Advisor: Thomas Padioleau email@example.com (+33 (0)1 69 08 10 37)
Director: Julien Bigot firstname.lastname@example.org (+33 (0)1 69 08 01 75)
Keywords: parallel programming models, software engineering, modern C++, partitioned global address space, performance portability, GPU, extreme-scale parallelism
Extreme-scale simulation codes are typically developed in C or Fortran, parallelized with MPI and OpenMP. This approach has proven very successful for code portability during the last decades; but with the advent of GPU-based supercomputers, codes have to be ported to a new architecture for which a rewrite from scratch is often required.

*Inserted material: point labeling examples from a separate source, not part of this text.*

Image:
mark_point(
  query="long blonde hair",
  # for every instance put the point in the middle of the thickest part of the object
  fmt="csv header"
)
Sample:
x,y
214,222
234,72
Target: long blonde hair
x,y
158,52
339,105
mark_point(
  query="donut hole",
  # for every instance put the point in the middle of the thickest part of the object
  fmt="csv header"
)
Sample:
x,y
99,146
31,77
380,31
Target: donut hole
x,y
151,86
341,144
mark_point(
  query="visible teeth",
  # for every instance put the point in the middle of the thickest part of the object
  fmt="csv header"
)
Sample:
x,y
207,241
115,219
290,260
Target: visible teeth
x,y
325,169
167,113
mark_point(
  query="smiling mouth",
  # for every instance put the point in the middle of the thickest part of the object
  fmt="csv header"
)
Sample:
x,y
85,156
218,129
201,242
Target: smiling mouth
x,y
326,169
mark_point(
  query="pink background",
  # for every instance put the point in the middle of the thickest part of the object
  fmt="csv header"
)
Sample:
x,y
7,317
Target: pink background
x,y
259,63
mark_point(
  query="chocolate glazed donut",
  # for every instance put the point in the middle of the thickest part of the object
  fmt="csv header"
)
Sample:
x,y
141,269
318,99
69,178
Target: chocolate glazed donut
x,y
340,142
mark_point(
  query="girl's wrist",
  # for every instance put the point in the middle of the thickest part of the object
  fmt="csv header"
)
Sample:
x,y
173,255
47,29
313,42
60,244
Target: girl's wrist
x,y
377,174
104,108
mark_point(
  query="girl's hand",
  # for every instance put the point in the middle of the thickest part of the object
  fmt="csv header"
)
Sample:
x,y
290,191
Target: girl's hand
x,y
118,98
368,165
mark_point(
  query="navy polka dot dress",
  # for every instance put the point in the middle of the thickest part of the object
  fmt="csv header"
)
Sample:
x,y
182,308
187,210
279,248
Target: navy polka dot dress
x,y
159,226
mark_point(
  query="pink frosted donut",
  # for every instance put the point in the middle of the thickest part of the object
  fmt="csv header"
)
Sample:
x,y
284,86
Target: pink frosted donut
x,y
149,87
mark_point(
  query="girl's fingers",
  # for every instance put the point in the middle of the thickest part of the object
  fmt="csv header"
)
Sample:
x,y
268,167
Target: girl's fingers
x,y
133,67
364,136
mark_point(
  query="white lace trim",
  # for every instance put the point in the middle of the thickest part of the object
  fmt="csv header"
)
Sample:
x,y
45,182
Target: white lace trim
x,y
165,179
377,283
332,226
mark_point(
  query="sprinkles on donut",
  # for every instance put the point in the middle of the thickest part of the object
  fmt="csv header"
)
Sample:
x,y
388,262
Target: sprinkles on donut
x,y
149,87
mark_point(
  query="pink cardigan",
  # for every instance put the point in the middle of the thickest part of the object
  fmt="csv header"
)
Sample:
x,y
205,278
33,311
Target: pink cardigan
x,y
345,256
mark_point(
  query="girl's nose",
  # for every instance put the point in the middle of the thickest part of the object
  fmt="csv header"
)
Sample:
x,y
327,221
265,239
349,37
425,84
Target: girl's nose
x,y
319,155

Lots of efforts have been devoted recently to design programming models targeting (performance) portability between CPU and GPU including Kokkos, OpenACC, RAJA, or SYCL for
example. Some also target distributed memory parallelism like Co-array Fortran, HPX, UPC, UPC++, or XMP. These models rely on the same abstractions that were present in previous models: (multi-dimensional) arrays and (parallel) loops. Numerical applications then build higher-
level abstractions on top of these by taking into account the specifics of the hardware they target, hence limiting performance portability. Many concepts also remain implicit in the code so as not to pay a cost at execution; leading to issues with code maintainability and adaptability.
These issues can only be solved by directly providing higher-level abstractions to the numerical simulation codes. An interesting example is offered by numpy,
dask.Array in Python. These libraries make it possible to express numerical computations in a very natural way thanks to the abstraction of mesh and data distribution they provide and to execute it on a variety of hardware architecture by adding just a few dedicated annotations. However, this ecosystem remains far from offering performances comparable with Fortran + OpenMP/MPI.
The goal of this PhD thesis is to evaluate if a solution based on C++ template metaprogramming can offer high-level (zero-cost) abstractions handling a large range of data discretization at compile time. The work will take place in the framework of the ddc library and will be evaluated on the very demanding simulation code GYSELA that leverage the largest existing super computers and manipulates multiple complex discretizations of its high-dimension data along execution. The approach will have to handle seamless replacement of discretization in code (e.g. structured uniform mesh to unstructured), while offering the best performance from each one. The approach will also have to handle parallelism at all levels: distributed-memory parallelism similarly to PGAS languages, shared-memory parallelism on both CPU and GPU, but also SIMD parallelism.
During the first phase of the work, the candidate will study the related bibliography (see an extract bellow), focusing on parallel programming models, and especially PGAS languages to get a good understanding of the involved concepts, understand the limitations of current approaches, and seize the benefits of existing softwares. In addition to academic publications, this first phase will be used to discover existing work in ddc and the needs identified as part of the rewrite of the GYSELA code.
Then, the work will focus on the conception of a programming model supporting the various features identified in the previous section. This work will start by focusing on single-node CPU and GPU parallelism before moving to multi-node distributed parallelism. The proposed concepts will be tested on academic cases using the usual evaluation criteria from the literature: portability, performance, lines of code, readability, etc.
Finally, the proposed solutions will be implemented in ddc and applied to the development of the next-generation production code GyselaX in collaboration with the team developing the code at CEA/IRFM, Cadarache and with collaborators working on performance optimization and portability in JAEA, Tokyo, Japan. They will be tested at scale on several supercomputers including systems amongst the most powerful in the world (Fugaku, Joliot-Curie, Adastra, …) but also on testbeds of new GPU accelerators in the framework of collaborations with vendors such as Intel. All results will be submitted to international peer-reviewed conferences and journals, such as SuperComputing, IPDPS, Cluster, JPDC, etc. for publication. The candidate will also be encouraged to participate in the writing of a proposal to the C++ standard comittee about the solutions found.
The successful candidate will master the following skills and knowledge:
- strong interest in programming models in general and parallel programming models in particular,
- proficiency and experience with modern C++ and template metaprogramming,
- motivation for team-work in an international environment.
In addition, the following will be considered a plus:
- knowledge and experience with GPU, parallel and high-performance computing,
- interest for applied mathematics and numerical simulation,
- experience with software engineering and library design.